# cheap 4/5 star this weekend



## indebtedgal (5 Aug 2010)

i'm looking to take my terreibly stressed out oh away sat night (he'll be paying ;-0)

anyone hear know of any really good deals going b7b/room only or db&B. can travel.


----------



## SlugBreath (5 Aug 2010)

Whereabouts?  Dublin?  Cork?  Donegal?


----------



## indebtedgal (5 Aug 2010)

anywhere!! southern half of the country preferably though.


----------



## byrnsey09 (5 Aug 2010)

Check out [broken link removed] for last minute deals. Haven't used them myself, just heard them advertised afew months back. Look like they have good deals (no connections)


----------



## pinkyBear (5 Aug 2010)

I caan recommend Cahernane house, this hotel is in Killarney and it really is special..


----------



## SlugBreath (5 Aug 2010)

indebtedgal said:


> anywhere!! southern half of the country preferably though.

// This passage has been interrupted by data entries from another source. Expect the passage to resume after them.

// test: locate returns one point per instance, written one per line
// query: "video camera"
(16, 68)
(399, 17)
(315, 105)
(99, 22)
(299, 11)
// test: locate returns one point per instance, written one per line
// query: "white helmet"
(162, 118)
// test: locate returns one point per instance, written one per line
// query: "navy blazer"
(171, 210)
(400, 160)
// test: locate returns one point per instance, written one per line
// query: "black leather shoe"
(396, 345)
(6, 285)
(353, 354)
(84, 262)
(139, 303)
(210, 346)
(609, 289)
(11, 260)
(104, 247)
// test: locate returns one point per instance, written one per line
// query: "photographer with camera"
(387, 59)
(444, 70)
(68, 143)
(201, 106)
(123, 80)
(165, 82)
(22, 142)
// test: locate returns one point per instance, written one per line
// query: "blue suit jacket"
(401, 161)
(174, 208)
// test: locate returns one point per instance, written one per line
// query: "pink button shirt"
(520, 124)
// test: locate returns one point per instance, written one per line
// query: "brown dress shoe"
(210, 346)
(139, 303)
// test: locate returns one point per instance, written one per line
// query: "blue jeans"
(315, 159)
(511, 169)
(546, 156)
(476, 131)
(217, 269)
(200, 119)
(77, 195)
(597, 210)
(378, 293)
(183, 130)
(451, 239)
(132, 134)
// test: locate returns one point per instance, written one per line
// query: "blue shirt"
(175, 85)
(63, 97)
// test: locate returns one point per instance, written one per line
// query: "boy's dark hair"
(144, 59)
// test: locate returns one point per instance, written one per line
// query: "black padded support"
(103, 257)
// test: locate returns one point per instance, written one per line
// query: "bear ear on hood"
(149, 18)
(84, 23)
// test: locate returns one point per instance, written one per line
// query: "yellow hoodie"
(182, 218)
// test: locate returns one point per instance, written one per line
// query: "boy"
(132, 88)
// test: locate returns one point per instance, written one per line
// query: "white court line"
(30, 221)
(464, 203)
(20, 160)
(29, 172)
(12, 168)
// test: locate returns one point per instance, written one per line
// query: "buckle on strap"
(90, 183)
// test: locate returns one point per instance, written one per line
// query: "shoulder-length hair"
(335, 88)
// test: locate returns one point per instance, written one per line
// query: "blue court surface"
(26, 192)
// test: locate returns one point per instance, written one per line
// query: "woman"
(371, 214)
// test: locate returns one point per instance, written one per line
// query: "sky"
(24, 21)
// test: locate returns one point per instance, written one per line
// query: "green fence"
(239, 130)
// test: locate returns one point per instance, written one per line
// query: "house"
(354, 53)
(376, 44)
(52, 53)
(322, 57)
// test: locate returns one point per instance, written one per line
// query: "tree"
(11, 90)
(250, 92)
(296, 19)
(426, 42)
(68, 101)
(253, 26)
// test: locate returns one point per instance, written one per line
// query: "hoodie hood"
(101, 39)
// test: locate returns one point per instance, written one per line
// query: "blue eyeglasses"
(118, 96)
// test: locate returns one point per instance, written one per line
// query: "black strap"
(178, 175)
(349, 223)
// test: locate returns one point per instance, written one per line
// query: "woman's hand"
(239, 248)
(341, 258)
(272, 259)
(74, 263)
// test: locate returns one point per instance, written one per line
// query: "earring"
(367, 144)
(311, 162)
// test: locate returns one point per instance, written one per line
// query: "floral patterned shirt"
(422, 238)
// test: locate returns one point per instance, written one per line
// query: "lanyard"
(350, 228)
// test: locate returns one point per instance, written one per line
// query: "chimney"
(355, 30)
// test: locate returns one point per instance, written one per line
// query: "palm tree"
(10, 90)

Haven't you used  previously?


----------



## hopalong (5 Aug 2010)

115euro per person looks expensive


----------



## thedaras (7 Aug 2010)

Try the Lyrath in Kilkenny..good deals on at the moment and its 5 star (I think).


----------



## SoylentGreen (10 Aug 2010)

So, where did you go in the end?

I am typing this during a break in my 3 day break in Kinsale. €119 for 3xB+B+1 dinner.

Incredible value.


----------



## bartbridge (10 Aug 2010)

SoylentGreen, that's great value, did you book with the hotel direct or through a website?

Has anyone used justgo.ie? Thinking of booking a hotel in Skibbereen with them, just want to make sure they're okay first...


----------



## hopalong (10 Aug 2010)

is it pps,the isish way of doubling the charge.


----------